Sediment mobilization from streambank failures: Model development and climate impact studies

Excess sediment and nutrient loading are major water quality concerns for freshwater ecosystems, and the hydrological processes driving sediment and nutrient transport are likely to be highly influenced by anticipated climate changes. A significant portion of phosphorus entering receiving waters reaches the lake as sediment-bound phosphorus, transported from non-point watershed sources. In addition to surface erosion and erosion of roads, streambank erosion and failure contributes significant sediment and sediment-bound nutrients to receiving waters, particularly during high flow events. However, distributed and mechanistic simulation of stream bank sediment contribution to sediment loads in a watershed has not been achieved.

For this research, I present a full coupling of existing distributed watershed and bank stability models, and apply the resulting model to the Mad River in central Vermont. I fully coupled the Bank Stability and Toe Erosion Model (BSTEM) with the Distributed Hydrology Soil Vegetation Model (DHSVM) to allow the simulation of streambank erosion and potential failure in a spatially explicit environment. I demonstrate the model’s ability to simulate the impacts of unstable streams on sediment mobilization and transport within a watershed, and discuss the model’s capability to simulate watershed sediment loading under climate change. The calibrated model simulates total suspended sediment loads relatively well and reproduces rises in suspended sediment concentrations at watershed and subbasin outlets. In addition, characteristics such as land use and road-to-stream ratio of subbasins are shown to impact the relative proportions of sediment mobilized by overland erosion, erosion of roads, and streambank erosion and failure in the subbasins and watershed.
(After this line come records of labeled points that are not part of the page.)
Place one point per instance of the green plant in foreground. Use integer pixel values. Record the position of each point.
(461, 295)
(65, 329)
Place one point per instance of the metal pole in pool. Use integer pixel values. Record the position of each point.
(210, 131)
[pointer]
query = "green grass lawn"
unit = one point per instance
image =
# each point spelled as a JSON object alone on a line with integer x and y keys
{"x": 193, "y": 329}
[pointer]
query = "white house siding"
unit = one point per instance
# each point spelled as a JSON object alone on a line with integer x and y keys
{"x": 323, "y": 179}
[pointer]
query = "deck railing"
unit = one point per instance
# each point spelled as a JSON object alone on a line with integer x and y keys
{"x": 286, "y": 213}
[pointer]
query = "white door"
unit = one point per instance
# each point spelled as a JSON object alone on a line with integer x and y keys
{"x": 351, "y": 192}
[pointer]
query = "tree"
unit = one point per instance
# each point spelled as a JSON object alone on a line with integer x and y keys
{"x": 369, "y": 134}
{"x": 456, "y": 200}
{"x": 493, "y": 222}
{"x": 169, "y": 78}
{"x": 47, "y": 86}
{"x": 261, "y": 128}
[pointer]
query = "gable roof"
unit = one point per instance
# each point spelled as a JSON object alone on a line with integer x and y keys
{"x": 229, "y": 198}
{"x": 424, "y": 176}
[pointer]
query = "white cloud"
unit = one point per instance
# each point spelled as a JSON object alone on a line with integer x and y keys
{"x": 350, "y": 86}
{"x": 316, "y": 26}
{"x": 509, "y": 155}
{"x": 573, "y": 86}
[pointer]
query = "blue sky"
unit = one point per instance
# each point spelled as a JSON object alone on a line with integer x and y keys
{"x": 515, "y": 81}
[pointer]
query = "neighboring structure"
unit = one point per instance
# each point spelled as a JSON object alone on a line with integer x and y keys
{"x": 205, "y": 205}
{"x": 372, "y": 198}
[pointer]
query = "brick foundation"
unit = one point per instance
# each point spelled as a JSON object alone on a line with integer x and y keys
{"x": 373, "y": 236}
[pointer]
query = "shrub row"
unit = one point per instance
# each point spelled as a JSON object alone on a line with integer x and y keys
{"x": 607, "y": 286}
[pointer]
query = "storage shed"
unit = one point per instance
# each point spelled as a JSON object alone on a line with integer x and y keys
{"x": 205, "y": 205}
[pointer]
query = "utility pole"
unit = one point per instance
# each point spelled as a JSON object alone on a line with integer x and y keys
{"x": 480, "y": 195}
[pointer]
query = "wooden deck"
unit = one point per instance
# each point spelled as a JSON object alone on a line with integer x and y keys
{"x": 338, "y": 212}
This coupled model will advance mechanistic simulation of suspended sediment mobilization and transport from watersheds, which will be particularly valuable for investigating the potential impacts of climate and land use changes, as well as extreme events.
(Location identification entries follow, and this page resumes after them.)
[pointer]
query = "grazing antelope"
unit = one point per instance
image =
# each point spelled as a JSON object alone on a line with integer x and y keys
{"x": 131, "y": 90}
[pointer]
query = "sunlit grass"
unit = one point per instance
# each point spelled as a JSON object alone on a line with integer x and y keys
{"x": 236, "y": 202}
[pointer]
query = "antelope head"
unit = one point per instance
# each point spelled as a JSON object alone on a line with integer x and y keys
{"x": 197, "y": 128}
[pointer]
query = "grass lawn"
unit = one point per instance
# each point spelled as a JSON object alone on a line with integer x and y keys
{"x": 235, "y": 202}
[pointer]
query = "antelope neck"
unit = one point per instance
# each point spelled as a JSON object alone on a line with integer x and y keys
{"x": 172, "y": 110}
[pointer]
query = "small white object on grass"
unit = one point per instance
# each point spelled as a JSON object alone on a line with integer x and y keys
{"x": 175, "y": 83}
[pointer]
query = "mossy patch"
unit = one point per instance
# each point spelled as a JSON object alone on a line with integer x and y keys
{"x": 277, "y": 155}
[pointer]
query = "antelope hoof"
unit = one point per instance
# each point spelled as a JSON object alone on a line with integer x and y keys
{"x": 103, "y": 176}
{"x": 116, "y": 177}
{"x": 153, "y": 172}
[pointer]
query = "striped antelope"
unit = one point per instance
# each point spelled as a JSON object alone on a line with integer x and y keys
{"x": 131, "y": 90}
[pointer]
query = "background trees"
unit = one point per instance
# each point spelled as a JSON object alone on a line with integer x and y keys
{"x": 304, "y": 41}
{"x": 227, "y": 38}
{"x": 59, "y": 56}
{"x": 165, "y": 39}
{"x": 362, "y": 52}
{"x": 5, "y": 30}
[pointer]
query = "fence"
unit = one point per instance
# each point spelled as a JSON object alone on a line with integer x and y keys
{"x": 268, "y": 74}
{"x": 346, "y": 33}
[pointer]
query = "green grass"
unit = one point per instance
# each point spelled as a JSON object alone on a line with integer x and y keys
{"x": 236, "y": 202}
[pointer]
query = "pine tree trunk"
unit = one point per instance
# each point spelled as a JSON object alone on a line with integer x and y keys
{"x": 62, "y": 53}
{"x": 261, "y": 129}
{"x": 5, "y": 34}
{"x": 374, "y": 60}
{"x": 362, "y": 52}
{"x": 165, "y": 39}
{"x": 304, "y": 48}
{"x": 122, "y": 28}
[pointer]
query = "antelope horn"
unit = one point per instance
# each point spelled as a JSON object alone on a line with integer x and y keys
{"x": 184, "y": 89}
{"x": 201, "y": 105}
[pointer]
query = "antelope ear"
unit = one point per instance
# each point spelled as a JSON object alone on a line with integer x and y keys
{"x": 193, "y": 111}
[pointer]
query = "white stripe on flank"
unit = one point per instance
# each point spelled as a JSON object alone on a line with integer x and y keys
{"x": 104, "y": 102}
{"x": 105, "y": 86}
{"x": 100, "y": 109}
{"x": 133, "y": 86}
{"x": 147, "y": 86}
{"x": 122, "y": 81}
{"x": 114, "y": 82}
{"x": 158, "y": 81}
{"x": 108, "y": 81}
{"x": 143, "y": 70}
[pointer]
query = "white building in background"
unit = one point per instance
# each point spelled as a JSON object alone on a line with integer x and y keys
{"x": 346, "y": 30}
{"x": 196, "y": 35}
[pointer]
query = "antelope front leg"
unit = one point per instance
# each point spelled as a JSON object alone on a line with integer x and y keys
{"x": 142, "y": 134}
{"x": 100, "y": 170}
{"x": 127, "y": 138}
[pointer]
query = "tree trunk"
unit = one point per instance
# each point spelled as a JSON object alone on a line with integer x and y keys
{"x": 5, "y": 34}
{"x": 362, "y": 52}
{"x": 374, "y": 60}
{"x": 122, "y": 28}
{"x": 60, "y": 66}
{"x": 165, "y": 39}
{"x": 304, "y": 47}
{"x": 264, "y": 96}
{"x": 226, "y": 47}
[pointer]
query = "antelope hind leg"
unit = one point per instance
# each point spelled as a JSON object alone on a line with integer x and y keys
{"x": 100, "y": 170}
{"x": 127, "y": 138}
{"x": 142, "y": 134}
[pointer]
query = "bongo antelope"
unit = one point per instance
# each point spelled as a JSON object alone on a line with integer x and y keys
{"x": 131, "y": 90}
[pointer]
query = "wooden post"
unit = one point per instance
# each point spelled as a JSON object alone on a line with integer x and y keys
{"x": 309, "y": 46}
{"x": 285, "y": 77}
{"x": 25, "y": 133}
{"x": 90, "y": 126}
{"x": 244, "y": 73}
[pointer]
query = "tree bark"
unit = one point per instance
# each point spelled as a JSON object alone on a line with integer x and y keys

I then simulate the response of watershed sediment loading to changing frequencies and magnitudes of extreme precipitation events using this fully coupled model. I investigate the highly nonlinear impacts of local climate trends on discharge and sediment loading by applying the model to a watershed in the northeastern US, where trends in increasing precipitation exceed those of other regions in North America. To drive the model, we use meteorological inputs from general circulation models (GCMs) as well as from a statistical weather generator (WG) to simulate local trends in temperature and precipitation, respectively. Changes in the timing and magnitude of snow melt and spring flows, as well as associated sediment mobilization, resulted from increases in temperature. Increases in annual discharge and sediment load resulted from increases in precipitation and in events exceeding the 95th percentile of baseline precipitation. This work shows that local climate trends in the Northeast are likely to result in elevated discharge and sediment yield from meso-scale, high-gradient watersheds that encompass headwater forested streams and agricultural floodplains. It also highlights the need for climate products that generate meteorological time series for hydrological modeling at appropriate temporal and spatial resolutions.